(Last Updated on February 11, 2014 by Editor)
ZIMBABWE – Zimbabwean media has been having a field day with exposés of corruption and greed by state companies or at least companies linked to the government.

These reports are intriguing, but I have followed them for the spectacle and the debate they bring. I have followed the stories of corruption and greed in the state companies, probably in the same manner I would follow a television drama or series.
What bothers is me is that I am not angry at all, instead I am more apathetic than ever. Where this any other country, stories of such greed and corruption could have been a call to arms, a rallying cry to do something, anything, but no this is Zimbabwe, we don’t do that.
Okay a bit of context for those not familiar with the story. The boss of a state broadcaster – ZBC – a company that failed to pay its workers for more than half a year, was taking home more than $30,000 a month. Employees at the company earn at least an average of $400, meaning he could pay at least 75 of them with his monthly salary, but still went months without being paid.
All things being equal his salary should be paid through levies, which everyone with a TV and radio must pay, so yes it is our money and we have a right to be outraged by such amounts.
The chairman of the board of the state broadcaster ran another company, PSMAS – a medical insurance firm closely linked to the government, as most of the members of the insurance firm are government employees. Reports claim that he would make as much as half a million dollars – yes American dollars – in a month.
Now considering that the gross domestic product per capita is about $788, this means this guy earned 635 times more than the average person on the street produces per year.
Surely we have a right to moral outrage, if this is not enough to get us angry then nothing will.
I find myself asking what has happened to the militancy of old and the resistance we had, when faced with such clear injustices. It is not long ago that we fought the injustice of colonialism, it is not long ago when the trade unions forced the government to reverse sales tax (now known as VAT) increases.
It is not long ago when the people of Harare took to the streets to complain about the rising food prices, in what is referred to as the food riots. University students were once vocal and would have stood up to confront such clear cases of greed.
But instead we have become an apathetic and society. We feign anger, we mutter unprintable words under our breaths, and yet we still do nothing about it. As someone said recently, back in the day people used to feel things and do something about it, now we are content with doing nothing. What a shame!
We have deferred our anger to twitter and Facebook, where we hold robust debates about the injustices we suffer, but our debates, just like anything on these social networking sites, are ephemeral, they will be forgotten by the time we go to bed.
We carry on like nothing has happened and we expect someone to act on our behalf, but who will?
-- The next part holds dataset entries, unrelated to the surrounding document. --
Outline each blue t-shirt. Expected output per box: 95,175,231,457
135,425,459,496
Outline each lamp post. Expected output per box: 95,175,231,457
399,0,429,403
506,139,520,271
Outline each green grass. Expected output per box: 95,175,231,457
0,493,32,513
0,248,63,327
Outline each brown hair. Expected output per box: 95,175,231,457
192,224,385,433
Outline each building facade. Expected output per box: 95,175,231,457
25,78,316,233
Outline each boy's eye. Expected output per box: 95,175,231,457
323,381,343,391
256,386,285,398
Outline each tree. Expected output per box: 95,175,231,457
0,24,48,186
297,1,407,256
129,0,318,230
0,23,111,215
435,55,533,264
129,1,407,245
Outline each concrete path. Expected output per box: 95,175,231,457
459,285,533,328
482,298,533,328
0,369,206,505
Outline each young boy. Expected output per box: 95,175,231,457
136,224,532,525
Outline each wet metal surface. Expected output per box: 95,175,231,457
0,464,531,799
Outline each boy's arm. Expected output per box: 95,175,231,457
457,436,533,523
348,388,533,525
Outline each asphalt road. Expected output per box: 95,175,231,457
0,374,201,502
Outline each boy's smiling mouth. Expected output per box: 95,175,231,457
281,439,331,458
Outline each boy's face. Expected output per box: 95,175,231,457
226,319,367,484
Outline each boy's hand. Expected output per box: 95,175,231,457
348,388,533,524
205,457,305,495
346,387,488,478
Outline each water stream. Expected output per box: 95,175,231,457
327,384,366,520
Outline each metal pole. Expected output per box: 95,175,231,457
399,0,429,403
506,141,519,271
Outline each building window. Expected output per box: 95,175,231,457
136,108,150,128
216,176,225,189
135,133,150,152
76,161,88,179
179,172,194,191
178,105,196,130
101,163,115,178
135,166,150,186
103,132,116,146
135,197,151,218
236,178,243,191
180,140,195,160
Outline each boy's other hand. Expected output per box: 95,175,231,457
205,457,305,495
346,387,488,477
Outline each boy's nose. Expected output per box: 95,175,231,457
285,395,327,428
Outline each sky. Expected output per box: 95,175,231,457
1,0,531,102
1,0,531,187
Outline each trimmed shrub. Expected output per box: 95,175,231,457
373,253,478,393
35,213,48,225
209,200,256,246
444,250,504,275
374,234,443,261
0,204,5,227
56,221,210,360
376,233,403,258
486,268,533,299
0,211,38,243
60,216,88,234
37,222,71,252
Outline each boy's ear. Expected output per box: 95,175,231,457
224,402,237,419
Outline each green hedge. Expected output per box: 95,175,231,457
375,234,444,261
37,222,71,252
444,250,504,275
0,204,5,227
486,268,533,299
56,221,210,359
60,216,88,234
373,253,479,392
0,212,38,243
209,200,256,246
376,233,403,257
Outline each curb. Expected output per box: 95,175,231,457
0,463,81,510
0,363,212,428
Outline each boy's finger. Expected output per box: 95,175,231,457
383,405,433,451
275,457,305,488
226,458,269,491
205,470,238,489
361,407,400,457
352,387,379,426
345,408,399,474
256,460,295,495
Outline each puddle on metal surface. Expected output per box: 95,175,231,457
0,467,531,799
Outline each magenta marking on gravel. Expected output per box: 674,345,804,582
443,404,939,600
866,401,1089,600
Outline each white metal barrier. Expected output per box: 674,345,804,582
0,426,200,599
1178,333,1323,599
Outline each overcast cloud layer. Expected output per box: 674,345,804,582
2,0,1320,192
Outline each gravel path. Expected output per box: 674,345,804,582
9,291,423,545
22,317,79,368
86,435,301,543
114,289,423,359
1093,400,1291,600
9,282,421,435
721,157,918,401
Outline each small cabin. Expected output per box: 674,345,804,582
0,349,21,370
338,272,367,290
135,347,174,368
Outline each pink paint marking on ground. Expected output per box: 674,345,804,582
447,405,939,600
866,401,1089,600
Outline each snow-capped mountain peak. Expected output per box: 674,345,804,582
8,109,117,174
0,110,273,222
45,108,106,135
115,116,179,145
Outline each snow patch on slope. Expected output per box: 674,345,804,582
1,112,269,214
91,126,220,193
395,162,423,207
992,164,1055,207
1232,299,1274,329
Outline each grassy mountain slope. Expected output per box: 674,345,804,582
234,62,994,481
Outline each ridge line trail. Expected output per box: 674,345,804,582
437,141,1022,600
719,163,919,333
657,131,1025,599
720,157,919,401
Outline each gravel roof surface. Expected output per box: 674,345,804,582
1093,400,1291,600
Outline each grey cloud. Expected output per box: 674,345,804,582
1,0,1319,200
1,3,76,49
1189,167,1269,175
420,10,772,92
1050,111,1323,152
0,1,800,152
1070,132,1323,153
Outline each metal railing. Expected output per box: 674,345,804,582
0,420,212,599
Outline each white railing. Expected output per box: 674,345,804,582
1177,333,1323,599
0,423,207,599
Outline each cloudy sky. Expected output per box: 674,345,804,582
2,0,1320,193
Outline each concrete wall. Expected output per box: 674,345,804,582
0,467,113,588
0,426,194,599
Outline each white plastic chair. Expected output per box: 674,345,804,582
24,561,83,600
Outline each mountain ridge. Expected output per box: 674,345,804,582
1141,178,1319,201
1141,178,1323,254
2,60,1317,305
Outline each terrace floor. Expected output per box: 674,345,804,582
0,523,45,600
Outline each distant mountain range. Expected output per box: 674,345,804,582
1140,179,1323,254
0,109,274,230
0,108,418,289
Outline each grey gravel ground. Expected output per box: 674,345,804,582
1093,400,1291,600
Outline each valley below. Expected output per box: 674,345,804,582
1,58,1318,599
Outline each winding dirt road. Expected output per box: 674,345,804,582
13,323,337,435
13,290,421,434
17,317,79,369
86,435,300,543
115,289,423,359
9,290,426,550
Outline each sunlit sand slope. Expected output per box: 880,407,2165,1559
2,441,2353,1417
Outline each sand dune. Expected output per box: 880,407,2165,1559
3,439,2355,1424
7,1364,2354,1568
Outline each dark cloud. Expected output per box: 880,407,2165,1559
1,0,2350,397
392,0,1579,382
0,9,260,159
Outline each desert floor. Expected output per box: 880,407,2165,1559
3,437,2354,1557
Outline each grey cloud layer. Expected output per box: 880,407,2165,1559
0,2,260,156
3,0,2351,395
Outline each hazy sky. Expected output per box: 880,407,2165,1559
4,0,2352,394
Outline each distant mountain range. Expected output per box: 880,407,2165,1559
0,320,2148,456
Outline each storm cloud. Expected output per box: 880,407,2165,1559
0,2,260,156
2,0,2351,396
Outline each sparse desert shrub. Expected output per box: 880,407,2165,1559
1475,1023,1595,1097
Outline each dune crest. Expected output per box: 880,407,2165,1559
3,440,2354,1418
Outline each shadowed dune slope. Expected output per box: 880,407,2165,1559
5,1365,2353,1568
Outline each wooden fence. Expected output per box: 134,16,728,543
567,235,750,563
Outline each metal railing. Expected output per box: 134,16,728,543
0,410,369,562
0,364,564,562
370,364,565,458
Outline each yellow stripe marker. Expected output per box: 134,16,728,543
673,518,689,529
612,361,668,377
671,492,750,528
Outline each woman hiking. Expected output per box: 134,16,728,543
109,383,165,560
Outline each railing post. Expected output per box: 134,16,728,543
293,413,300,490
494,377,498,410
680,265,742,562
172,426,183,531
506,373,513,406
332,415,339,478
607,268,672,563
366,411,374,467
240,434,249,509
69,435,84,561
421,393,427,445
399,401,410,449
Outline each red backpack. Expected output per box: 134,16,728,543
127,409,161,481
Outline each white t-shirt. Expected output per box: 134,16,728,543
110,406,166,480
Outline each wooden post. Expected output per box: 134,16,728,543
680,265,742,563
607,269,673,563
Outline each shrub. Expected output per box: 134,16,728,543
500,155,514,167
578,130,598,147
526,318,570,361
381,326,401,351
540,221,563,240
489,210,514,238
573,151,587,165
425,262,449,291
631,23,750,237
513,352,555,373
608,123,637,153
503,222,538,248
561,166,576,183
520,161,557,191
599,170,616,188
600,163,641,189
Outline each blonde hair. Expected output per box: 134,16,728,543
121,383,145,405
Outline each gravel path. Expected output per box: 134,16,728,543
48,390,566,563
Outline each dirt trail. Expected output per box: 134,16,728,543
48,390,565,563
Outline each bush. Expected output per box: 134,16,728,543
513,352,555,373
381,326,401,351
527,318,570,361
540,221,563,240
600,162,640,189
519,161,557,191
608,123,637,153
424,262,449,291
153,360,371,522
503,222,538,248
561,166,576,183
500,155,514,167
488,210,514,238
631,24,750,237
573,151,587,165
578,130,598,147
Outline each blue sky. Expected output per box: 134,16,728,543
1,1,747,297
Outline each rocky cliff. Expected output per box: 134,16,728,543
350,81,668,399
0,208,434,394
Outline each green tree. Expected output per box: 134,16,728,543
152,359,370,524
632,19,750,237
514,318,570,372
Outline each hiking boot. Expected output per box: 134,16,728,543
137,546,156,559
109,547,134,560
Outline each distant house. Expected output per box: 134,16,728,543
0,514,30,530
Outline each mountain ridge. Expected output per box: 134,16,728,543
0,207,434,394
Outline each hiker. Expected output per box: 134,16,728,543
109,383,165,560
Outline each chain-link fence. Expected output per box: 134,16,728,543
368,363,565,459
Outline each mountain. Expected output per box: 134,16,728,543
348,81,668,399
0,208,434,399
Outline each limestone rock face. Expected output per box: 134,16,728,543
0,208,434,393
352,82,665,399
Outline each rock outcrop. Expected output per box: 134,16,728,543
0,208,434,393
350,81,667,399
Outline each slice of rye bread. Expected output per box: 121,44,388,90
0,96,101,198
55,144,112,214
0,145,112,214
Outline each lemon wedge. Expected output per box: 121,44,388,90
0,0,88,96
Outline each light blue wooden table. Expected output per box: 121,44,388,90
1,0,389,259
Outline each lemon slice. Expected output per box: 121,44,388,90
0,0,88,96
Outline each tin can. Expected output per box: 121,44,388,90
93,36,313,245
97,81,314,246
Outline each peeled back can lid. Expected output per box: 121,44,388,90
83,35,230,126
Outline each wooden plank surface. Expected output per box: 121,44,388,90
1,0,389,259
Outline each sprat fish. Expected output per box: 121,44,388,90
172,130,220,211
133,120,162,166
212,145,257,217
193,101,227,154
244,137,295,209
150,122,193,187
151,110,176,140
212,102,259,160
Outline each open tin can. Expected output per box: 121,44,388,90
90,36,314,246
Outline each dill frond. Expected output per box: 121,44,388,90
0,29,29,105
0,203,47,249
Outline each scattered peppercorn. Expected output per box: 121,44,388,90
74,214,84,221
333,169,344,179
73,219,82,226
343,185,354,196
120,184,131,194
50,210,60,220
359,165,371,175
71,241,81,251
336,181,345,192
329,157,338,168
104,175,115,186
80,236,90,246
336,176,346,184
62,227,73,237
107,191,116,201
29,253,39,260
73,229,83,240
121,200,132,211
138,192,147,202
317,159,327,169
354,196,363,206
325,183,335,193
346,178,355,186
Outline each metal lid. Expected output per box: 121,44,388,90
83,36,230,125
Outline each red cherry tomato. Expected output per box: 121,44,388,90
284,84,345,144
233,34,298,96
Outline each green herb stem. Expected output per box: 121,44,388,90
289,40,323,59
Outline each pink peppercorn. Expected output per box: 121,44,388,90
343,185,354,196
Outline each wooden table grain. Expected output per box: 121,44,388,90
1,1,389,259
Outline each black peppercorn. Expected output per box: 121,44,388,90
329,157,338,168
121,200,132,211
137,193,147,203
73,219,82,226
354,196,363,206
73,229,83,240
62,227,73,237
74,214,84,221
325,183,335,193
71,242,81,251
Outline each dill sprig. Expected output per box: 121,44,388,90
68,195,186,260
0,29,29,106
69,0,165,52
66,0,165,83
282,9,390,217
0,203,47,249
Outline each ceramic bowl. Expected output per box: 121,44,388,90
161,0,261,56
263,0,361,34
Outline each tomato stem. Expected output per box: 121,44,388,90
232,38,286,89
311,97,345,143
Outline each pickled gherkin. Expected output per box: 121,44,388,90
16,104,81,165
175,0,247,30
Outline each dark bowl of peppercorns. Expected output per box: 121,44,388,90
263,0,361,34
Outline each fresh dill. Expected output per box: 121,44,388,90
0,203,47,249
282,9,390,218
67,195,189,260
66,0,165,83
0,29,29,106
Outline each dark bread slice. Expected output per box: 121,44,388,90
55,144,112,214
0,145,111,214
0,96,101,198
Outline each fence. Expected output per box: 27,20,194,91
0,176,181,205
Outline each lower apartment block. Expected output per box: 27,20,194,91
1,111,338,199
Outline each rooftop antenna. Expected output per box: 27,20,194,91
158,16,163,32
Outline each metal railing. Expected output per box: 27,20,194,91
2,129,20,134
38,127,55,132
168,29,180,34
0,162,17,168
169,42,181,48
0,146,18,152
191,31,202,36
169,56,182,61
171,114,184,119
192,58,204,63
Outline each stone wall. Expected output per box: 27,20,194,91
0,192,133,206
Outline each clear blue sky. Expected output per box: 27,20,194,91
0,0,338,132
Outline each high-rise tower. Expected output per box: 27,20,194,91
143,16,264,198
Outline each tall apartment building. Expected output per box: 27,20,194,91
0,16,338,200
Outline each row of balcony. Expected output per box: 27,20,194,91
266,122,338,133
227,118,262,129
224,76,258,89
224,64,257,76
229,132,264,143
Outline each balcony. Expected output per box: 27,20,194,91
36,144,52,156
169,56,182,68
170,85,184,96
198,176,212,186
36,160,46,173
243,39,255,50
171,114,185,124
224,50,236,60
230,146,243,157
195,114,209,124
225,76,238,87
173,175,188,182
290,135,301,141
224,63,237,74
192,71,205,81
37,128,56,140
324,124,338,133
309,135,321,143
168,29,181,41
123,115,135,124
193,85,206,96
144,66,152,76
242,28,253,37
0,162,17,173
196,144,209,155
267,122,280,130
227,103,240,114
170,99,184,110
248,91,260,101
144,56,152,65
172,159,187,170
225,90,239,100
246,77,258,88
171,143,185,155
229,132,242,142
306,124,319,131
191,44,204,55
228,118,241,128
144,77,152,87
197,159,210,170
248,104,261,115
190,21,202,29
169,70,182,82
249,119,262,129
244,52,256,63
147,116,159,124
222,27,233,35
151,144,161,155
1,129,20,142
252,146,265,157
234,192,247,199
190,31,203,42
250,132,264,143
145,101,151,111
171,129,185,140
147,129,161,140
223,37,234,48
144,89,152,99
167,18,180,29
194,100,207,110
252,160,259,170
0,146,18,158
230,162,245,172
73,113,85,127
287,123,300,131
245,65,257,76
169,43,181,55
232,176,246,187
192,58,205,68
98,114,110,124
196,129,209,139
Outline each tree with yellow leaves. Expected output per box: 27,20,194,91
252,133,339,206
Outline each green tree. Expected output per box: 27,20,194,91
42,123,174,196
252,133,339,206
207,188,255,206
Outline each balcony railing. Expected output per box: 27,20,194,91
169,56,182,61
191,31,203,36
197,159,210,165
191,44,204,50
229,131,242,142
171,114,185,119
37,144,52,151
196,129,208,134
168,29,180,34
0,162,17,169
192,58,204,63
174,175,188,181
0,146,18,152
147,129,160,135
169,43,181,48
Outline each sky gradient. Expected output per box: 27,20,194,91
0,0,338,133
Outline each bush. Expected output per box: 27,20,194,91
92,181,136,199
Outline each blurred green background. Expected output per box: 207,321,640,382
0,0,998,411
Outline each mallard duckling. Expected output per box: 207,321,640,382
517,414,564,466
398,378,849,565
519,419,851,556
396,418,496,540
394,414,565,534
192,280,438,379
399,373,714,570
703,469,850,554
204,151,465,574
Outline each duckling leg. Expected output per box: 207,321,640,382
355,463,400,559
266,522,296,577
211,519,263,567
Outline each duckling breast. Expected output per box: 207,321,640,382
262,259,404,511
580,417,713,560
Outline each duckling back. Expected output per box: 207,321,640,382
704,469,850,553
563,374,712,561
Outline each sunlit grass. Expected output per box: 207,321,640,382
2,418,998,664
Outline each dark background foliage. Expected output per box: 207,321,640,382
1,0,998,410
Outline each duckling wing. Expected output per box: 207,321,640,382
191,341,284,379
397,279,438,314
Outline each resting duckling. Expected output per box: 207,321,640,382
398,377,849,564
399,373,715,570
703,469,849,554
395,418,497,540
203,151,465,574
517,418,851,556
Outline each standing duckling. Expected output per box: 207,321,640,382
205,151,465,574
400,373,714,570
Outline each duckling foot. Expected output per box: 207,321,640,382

I am not saying we should take to the streets or be violent, but we should be seen to be doing something, demanding accountability or even forcing change in the companies that we feel are short-changing us.
How ZBC or PSMAS have been able to pay their bosses this much for so long without as much as whimper from us, is really astonishing. And Again I ask; where is our outrage, where is our sense of anger and how long shall we allow such clear injustices to continue.
Zimbabwe is in a mess because we have given our leaders – both corporate and political – the carte blanche to do as they please with no sense of accountability and the more we allow this to happen the more the country continues to suffer.
Nqaba Matshazi is a Zimbabwean journalist.